Perplexity has launched Comet, its AI-first mobile browser, to the public on Android. With an early access phase behind it, the app has now hit the Play Store with voice-native search, AI-assisted reading, and multi-tab reasoning for smartphones — all without needing a desktop subscription.
The pitch is simple: rather than typing queries into a search box and sifting through links, you talk to Comet’s assistant or just highlight what’s on-screen, and it responds with summaries that are sourced to known sites like Wikipedia and suggestions for next steps. It’s a browser that you can speak to, and you don’t have to repeat yourself every paragraph.
What Comet adds to Android: voice-native search and tab reasoning
Voice is a first-class input. You can ask the assistant to recap a dense article for you, compare details from different open tabs, or pull out action items from a product page. It can also quiz you on a subject you’re studying, or help plan a purchase with parameters you set — like budget, size, and battery life.
Comet’s AI not only generates an answer; it also surfaces its reasoning as it goes. That transparency — a design decision that Perplexity is also known for in its other services — allows users to validate results and iterate fast. In use, it plays less like a search box than an on-page research partner that knows what you’re looking at.
Beneath the surface, it is still a full browser. You’ll need to register on a third-party site, but once you do you receive essentials including tab management (ideally this thing actually gets updated now and again) and a robust ad-blocker that kicks out pop-ups and distractions while the AI serves your summaries, making them easier to read and potentially lowering data use on crowded sites.
Early access to general availability on Android
The Android rollout for Comet comes after a rapid ramp from limited testing to open availability. On desktop, early test builds were locked behind more expensive plans when the project was first announced. On mobile, the company is taking away that friction: anyone can download Comet and immediately begin using its core functions.
That matters on a platform where AI assistance could receive the most daily use. Android runs on about 70 percent of smartphones globally, according to StatCounter, and Chrome controls more than 60 percent of the market for mobile browsers. Comet isn’t seeking to replace every feature of a traditional web browser; it’s betting that integrated AI workflows will prove so compelling that they chip away at habit.
How it stacks up against AI-infused rivals
AI has been warmly received by the mobile browser field. Arc’s mobile app goes heavy on “browse for me” summaries, Opera has its Aria assistant offering generative answers, Brave includes its Leo model, and Microsoft’s Edge ships with Copilot. Google is also integrating generative capabilities and Gemini into its own universe.

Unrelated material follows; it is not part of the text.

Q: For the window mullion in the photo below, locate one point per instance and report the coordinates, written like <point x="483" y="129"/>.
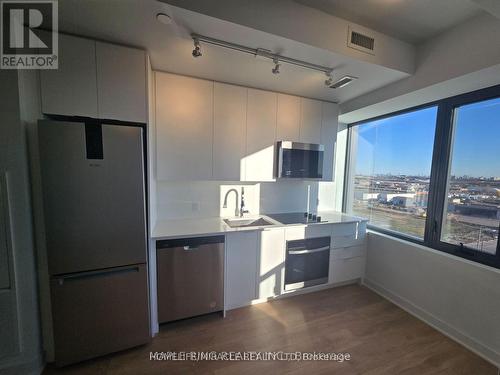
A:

Comet’s differentiator is contextual breadth. Because the assistant can reference other open tabs and all of the live page you’re reading, it’s useful for tasks that cross documents — like pulling an itinerary together from three travel guides and two booking pages, or comparing spec sheets across a number of retailer listings. It feels very different from the “just put a chatbot in the address bar” we’ve been seeing because of voice-first input and context with transparent reasoning.
Privacy and reliability considerations for AI browsers
Any AI-powered browser prompts familiar questions. Summaries may leave out subtlety or reflect issues in source material. Fact-checking still has a place, and the fact that Perplexity focuses its users’ attention on surfacing citations is a helpful nudge toward holding one another accountable. Users should also look into permissions, particularly microphone access for voice interactions, and see how blocking changes the way trackers and ad scripts work on their most-visited sites.
On-device performance will matter too. Low-end hardware can be burdened by AI features that tax battery and memory. Initial impressions are that the ad-blocker can help keep page bloat down, but heavy multitasking — that might mean opening up a number of media-rich tabs at once — could still bring your browser to its knees depending on what device you’re using.
Who should try it: students, professionals, hands-free users
So, if you frequently read long articles, compare products, or balance content across tabs, the assistant might help speed that up by providing a summary, contrast, or extract of key points. The voice-forward approach is probably best for students, busy professionals, and people who want a hands-free browsing experience.
Comet, which has a robot emoji for an official logo, is now available to test out for Android users wondering what a browser built around an artificial intelligence engine might look like — rather than just a search service augmented with the advice of a chatbot.
The true test will be if it accelerates the route from question to answer without a lot of friction. With the release of its Android app, enabling public access, we’re about to find out on a mass level.